Sure does. But deep down inside, even the most steadfast quality over
quantity person gets there heads turned every once in a while by some
insanely high lumens count. Today was that day for me.
There have been quite a few of these super high lumens, soda-can sized lights in recent months. 47s has some, Nitecore released one, and Fenix has a few. All of them, thus far, have run on less common batteries. Some want you to feed them 18650s. Others can run on a large number of CR123a lights. None of these soda can photon cannons have used common batteries.

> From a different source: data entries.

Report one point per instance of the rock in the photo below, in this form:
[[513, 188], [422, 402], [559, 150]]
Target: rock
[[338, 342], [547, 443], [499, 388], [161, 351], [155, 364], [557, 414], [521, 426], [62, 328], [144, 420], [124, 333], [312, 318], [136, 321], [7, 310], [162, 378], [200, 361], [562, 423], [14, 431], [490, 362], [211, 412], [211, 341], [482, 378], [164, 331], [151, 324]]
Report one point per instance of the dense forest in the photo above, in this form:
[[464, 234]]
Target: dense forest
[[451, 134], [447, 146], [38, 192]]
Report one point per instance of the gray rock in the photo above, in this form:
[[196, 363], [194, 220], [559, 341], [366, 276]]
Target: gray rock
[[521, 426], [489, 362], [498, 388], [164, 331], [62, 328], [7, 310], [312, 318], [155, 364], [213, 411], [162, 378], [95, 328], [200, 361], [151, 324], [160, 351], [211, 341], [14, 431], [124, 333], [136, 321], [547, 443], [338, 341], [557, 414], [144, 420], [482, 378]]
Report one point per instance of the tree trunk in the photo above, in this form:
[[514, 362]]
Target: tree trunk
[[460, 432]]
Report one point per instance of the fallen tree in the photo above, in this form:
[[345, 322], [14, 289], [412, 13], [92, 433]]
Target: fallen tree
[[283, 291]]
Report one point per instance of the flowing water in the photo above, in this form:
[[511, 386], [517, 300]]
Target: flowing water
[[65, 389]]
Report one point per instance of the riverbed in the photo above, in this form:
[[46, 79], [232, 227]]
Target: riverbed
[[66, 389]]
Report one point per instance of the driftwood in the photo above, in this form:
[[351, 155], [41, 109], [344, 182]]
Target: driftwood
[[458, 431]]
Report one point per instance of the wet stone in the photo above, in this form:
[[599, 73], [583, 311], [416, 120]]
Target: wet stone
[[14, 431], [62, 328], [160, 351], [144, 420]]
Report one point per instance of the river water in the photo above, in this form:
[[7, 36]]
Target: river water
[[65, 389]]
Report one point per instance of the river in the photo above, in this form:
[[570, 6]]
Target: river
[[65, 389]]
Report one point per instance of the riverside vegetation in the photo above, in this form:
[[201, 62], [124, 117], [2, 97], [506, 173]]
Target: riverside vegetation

The Nitecore EA4 Pioneer has some awesome specs, another sign that the gap between CR123a and AA batteries has narrowed to the point of insignificance. It produces 860 lumens using 4 AA batteries and will run for 1 hour and 45 minutes. That, folks, is a soda can photon cannon if I have ever seen one. Awesomely awesome specs though usually carry a wallet vomit price tag. But again the Nitecore EA4 is a surprise. Retail it sells for around $70 at BatteryJunction.com
This light is not without concerns.
First there is the whole Sysmax-JetBeam-Nitecore-Nite Eye sketchy IP pirate thing. For more see here and here.
Then there are more practical concerns--like the lack of a truly useful low. In a light like this I'd like to see a 1 or 2 lumen mode that could run for a month. That would rock just as much as a 860 lumen high does. 47s has proven to me the value of a moonlight mode and I am going to be looking for it in future purchases.
Here the low is a not so helpful 65 lumens. Yikes! There goes my night vision. I am not sure how big a deal this is as you don't really use these kinds of lights for trips to the john in the middle of the night, but still as a portable room illumination device a 1 or 2 lumen low with 30-40 days of runtime would be very helpful in real world uses. Imagine how helpful that would be for folks stranded without power after a storm. You could punch the high to signal to rescue folks and then use the medium for tasks and the low for illumination inside. That said, this is a ton of light.
Things just got interesting, very interesting in the soda can flashlight market. Might be time to take a look.